Digital Badging Systems Theory Diagram
A thoughtful digital badging system could reduce cost by allowing learners to attain credentials in any number of settings, with the potential to truncate the pathway to competent job skills and civics. This system can include competencies related to history, government, social studies and other highly valued traditional undergraduate fare. Employers, indeed, continue to value the full range of competencies represented by a broad-spectrum college education, as revealed in recent research. Jeremy Bauer-Wolf explains:
[B]usiness leaders appear to value more generalized skills, ones that aren’t specific to certain majors.
It is possible that a digital badge system could make quality educational experiences (including generalized as well as specialized education) open to all, creating options that replace the single-pathway paradigm with a multiple pathway structure. Myk Garn wrote a stimulating piece on this subject, published by Inside Higher Education, describing the concept of digital badging as a process of mapping the academic genome.
Digital Badges to Ensure Access to Quality Education for All
It is important to recognize such mapping as explained by Garn occurs in K-12 education as well. As such, these academic genomes can run the gamut from high school through college and beyond. In fact, only addressing the above problems at the college level will ultimately fail to improve access. Developing the readiness for employment and for civic engagement begins in elementary school. By the time students from disadvantaged backgrounds reach college age, significant barriers often lie between them and their college/career aspirations. Designing a digital badging system that begins during the K-12 phase of education can further reduce cost, much as numerous early college programs do currently.
Why not have a system in which students begin to pursue and earn badges at whatever point they are ready?

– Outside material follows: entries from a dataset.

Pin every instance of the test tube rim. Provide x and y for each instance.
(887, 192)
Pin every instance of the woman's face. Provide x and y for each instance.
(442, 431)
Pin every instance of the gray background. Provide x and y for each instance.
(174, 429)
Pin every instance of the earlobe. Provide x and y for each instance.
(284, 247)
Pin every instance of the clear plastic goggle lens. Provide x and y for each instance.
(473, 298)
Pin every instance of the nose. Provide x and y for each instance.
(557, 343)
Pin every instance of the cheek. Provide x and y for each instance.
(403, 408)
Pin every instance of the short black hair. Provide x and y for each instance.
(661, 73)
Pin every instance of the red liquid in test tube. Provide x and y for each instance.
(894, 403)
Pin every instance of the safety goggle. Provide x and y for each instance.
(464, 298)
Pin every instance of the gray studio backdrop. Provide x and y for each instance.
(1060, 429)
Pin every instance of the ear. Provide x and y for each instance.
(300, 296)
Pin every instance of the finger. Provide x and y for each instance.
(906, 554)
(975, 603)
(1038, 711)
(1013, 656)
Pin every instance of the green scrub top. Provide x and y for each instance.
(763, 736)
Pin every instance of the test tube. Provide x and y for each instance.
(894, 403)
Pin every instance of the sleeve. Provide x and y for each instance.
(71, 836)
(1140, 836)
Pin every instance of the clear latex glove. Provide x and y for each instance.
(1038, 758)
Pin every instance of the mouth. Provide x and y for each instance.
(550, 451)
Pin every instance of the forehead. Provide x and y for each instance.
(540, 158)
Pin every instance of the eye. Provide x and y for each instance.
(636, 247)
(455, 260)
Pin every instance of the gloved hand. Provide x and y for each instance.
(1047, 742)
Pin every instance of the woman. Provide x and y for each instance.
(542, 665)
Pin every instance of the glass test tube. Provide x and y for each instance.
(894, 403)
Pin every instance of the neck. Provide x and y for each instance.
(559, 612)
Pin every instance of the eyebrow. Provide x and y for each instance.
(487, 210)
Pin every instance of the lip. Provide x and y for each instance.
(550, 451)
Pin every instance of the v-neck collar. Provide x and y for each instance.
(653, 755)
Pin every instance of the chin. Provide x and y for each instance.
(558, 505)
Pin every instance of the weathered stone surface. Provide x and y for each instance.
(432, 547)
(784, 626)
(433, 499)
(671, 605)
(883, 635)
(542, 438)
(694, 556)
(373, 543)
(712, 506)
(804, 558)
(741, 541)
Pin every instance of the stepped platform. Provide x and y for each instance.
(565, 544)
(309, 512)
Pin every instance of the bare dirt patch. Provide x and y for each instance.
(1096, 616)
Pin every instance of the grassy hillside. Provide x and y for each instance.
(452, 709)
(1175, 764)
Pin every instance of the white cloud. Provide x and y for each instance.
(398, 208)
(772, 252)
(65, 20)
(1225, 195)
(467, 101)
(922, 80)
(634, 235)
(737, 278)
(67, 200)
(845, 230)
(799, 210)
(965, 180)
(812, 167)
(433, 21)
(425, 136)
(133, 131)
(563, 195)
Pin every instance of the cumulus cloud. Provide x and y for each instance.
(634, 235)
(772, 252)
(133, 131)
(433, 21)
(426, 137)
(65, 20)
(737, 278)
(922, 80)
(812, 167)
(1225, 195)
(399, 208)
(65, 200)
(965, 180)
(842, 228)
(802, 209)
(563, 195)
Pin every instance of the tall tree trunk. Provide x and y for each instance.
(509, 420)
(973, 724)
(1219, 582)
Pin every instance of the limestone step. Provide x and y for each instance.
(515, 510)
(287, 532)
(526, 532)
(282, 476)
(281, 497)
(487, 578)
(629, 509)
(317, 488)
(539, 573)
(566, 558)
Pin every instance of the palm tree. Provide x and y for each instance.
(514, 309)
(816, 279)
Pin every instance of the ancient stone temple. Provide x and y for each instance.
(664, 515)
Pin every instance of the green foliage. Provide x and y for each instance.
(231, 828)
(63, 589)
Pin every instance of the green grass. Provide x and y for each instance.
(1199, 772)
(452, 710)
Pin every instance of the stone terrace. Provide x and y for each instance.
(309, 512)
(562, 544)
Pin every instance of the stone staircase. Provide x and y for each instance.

There are many programs that enable high school students to graduate with associate's degrees. Perhaps the same could be achieved with digital badging. These systems can, and should, be designed through partnerships with employers to ensure the badges are recognized and valued for purposes of career entry as well as preparation for advancement. Private sector involvement need not be viewed as the boogie-man to education. In an interview with Ryan Craig (A New U: Faster + Cheaper Alternatives to College), Goldie Blumenstyk quotes the higher ed entrepreneur:
I get that the “private-sector involvement in higher education” well has been somewhat poisoned by for-profit universities. But keep in mind that none of these new pathways take [federal] Title IV dollars. And many of them are guaranteeing employment outcomes without charging any tuition. That’s a risk-reward profile that’s the polar opposite of the problematic for-profit universities of yesteryear.
What, then, becomes of education? First, a proportion of the current pathway will continue to exist and be greatly valued. Second, education will employ for micro-credentials its unparalleled capacity for creation of content and assessments. Third, education will continue to serve its social contract of preparing learners to fully participate in, and benefit from, the civic and the economic aspects of society.